Right so I'm trying to understand truth tables in the context of digital logic. And paticularly with lettered boolean expresssions.
Now I do understand truth tables, you have either true or false as the value, and you have some operators that determine that true or false answer. And, Or, Not etc.
But the set of questions I've bene set, I can't get my head around. It's asking for things like ABC + ~A~B~C. I'm not sure what this expression actually means.
Can anyone explain to me what the questions in the below image are asking me to do? These are the questions i've been set.
I do actually have the answers but I honestly can't figure out why it works like that.
Thank you for your time.
Authentication is required for your links, so most of us cannot actually see what you are talking about, but for this bit:
In boolean algebra, multiplication is "and", addition (+) is "or" and the tilda (~) is negation ("not"). Thus we read "(A and B and C) or (not A and not B and not C)"
This says "Either $A,B,C$ are all true or they are all false." Which is another way of saying "Their boolean values are all the same."
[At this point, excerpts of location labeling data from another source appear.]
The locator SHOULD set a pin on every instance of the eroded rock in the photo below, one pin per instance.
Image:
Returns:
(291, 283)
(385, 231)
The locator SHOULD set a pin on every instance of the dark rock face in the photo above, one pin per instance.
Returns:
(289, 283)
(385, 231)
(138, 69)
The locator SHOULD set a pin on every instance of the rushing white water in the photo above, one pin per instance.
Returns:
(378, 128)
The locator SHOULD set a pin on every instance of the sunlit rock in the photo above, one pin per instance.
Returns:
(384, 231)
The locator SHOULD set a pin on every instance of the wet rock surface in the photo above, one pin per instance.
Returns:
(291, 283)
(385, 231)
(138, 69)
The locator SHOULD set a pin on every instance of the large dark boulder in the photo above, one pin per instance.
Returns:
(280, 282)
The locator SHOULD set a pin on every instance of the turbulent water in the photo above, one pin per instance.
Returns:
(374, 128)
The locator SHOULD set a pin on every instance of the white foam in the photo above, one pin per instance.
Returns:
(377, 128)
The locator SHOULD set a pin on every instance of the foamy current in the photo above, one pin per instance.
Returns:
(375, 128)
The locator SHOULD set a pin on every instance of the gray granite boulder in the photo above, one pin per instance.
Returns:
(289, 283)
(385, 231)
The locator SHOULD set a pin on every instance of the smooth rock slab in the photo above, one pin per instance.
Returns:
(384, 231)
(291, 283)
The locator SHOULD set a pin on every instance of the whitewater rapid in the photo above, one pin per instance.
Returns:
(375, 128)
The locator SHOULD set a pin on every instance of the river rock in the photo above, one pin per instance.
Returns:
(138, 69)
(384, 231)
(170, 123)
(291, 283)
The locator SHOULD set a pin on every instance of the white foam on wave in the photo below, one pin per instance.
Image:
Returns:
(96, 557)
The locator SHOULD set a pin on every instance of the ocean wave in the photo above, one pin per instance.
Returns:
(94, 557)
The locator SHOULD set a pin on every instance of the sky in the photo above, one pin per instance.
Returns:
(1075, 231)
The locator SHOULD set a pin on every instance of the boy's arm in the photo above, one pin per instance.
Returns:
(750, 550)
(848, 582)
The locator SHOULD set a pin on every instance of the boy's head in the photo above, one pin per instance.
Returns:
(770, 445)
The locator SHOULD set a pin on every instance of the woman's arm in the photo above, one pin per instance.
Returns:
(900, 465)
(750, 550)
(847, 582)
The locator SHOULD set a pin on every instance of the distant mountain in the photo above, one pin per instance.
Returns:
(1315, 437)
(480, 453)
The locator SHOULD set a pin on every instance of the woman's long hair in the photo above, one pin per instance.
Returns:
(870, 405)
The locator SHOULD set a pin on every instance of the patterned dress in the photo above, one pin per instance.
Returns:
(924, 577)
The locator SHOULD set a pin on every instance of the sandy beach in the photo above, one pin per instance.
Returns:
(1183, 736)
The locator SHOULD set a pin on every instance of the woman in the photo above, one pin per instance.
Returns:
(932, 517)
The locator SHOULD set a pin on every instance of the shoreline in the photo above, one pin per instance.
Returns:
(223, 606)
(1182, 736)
So let's fill out the truth table
$$\begin{array}{c:c:c|c:c|c} A & B & C & A~B~C & \bar A~\bar B~\bar C & A~B~C + \bar A~\bar B~\bar C \\ \hline 0 & 0 & 0 & 0 & 1 & 1 & (0\cdot 0\cdot 0)+(1\cdot 1\cdot 1) = 0+1=1 \\ 0 & 0 & 1 & 0 & 0 & 0 & (0\cdot 0\cdot 1)+(1\cdot 1\cdot 0) = 0+0=0 \\ 0 & 1 & 0 & 0 & 0 & 0 & (0\cdot 1\cdot 0)+(1\cdot 0\cdot 1) = 0+0=0 \\ 0 & 1 & 1 & 0 & 0 & 0 & (0\cdot 1\cdot 1)+(1\cdot 0\cdot 0) = 0+0=0 \\ 1 & 0 & 0 & 0 & 0 & 0 & (1\cdot 0\cdot 0)+(0\cdot 1\cdot 1) = 0+0=0 \\ 1 & 0 & 1 & 0 & 0 & 0 & (1\cdot 0\cdot 1)+(0\cdot 1\cdot 0) = 0+0=0 \\ 1 & 1 & 0 & 0 & 0 & 0 & (1\cdot 1\cdot 0)+(0\cdot 0\cdot 1) = 0+0=0 \\ 1 & 1 & 1 & 1 & 0 & 1 & (1\cdot 1\cdot 1)+(0\cdot 0\cdot 0) = 1+0=1 \end{array}$$